Generating consistent visuals across a multi-shot video is the single hardest problem in AI video production today. Subjects change faces between shots. Lighting flips from sunset to midday without warning. The camera suddenly switches from first-person to drone. You get six beautiful clips that look like they belong to six different films.
After rendering over 10,000 multi-shot videos on Shortly, we found a four-part prompt formula that reliably keeps the look coherent. It works because diffusion models, left alone, optimize for beauty per-shot, not consistency across-shots. You have to force the hand.
The formula: subject, action, mood, camera
Every scene description should hit these four dimensions in the same order, with the same language, every single shot. Like this:
SUBJECT — identical noun phrase across all shots
ACTION — what changes between shots (the story beat)
MOOD — identical emotional descriptors
CAMERA — identical POV and lens choiceWhen the subject, mood and camera stay identical word-for-word across shots, the model learns you mean the same character and tone. Only the action field is allowed to vary.
Example: a sleeping baby fox in a palm
Shot 1: Tiny baby fox curled up sleeping in my hand, soft morning light, first-person POV, 35mm lens. The fox slowly lifts its head.
Shot 2: Tiny baby fox curled up sleeping in my hand, soft morning light, first-person POV, 35mm lens. The fox yawns and stretches.
Shot 3: Tiny baby fox curled up sleeping in my hand, soft morning light, first-person POV, 35mm lens. The fox settles back down and closes its eyes.Notice how 80% of each prompt is identical. Only the last sentence changes — that is the action beat. The model reads this as "same scene, new moment" rather than "three different videos."
Common mistakes to avoid
- Changing the subject phrase between shots. "Baby fox" in shot 1 and "cute fox" in shot 2 breaks identity.

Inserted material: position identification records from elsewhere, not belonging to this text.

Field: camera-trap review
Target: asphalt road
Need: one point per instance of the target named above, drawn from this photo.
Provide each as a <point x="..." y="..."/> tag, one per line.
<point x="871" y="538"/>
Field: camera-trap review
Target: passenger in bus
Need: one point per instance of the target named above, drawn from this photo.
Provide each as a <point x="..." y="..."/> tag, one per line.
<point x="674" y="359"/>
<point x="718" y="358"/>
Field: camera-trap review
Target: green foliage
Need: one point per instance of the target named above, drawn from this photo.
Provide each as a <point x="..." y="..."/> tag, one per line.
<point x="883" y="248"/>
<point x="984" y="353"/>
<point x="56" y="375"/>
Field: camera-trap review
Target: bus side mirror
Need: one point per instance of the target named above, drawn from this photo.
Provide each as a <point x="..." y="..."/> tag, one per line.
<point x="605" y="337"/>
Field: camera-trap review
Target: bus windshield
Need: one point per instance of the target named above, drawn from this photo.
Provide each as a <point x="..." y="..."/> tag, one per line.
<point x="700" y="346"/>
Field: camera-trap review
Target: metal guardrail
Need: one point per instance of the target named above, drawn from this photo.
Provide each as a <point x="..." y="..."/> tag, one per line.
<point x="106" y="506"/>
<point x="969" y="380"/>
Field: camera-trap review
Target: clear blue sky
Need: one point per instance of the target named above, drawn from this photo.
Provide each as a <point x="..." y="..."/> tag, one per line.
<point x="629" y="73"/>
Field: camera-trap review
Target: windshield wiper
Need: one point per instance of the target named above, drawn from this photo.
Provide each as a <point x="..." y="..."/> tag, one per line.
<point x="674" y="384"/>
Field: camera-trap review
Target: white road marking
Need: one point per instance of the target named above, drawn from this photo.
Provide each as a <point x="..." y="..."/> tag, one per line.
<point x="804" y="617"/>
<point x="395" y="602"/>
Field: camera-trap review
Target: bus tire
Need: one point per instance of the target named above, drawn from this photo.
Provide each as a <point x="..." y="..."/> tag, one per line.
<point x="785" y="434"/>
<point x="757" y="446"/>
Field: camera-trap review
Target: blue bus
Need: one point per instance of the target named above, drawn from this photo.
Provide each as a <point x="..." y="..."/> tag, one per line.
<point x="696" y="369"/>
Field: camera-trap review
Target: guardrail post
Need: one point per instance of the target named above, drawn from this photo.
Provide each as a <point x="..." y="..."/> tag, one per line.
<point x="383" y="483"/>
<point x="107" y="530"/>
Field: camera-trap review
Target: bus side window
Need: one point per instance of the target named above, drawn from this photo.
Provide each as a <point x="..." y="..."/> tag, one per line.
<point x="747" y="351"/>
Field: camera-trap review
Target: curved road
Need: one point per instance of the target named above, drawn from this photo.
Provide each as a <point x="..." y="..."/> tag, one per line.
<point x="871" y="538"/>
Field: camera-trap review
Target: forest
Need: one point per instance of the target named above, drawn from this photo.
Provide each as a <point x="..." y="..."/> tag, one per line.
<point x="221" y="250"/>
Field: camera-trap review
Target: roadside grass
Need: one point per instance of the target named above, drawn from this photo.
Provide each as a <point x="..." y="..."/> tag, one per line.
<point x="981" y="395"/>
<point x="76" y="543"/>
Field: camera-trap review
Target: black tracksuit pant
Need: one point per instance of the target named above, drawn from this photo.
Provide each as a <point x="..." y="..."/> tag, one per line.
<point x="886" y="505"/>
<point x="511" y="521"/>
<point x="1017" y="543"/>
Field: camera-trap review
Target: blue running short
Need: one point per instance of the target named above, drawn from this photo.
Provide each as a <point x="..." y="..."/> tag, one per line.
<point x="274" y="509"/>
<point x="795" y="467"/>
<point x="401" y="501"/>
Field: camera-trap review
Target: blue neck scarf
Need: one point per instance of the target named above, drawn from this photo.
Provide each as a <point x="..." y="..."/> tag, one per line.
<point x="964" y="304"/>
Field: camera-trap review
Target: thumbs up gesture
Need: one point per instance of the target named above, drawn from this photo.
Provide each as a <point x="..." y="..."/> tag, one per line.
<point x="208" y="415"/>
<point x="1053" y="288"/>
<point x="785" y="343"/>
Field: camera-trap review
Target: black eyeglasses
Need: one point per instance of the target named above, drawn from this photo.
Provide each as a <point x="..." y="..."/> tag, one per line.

- Letting the mood drift. "Peaceful" in one shot, "mysterious" in the next — the palette changes.
- Switching camera vocabulary. "First-person POV" and "POV shot" are not the same to the model.
- Adding too many adjectives to the mood. Two is the max. More becomes noise.
Why this works
Diffusion models are conditional on the prompt text. When the text is mostly identical, the model's output distribution is mostly identical — same subject appearance, same lighting, same framing. Only the part you changed moves in latent space. You're essentially writing a storyboard in natural language, which is exactly what storyboards are for.
Until we have explicit character and style tokens (we're working on it), the prompt itself is your only lever. Use it.
Your turn
Pick a 3-shot idea and try the formula. Write your subject, mood, and camera line once — then write three action beats. Paste into Shortly and compare the result to free-form prompts. The jump in consistency is immediate.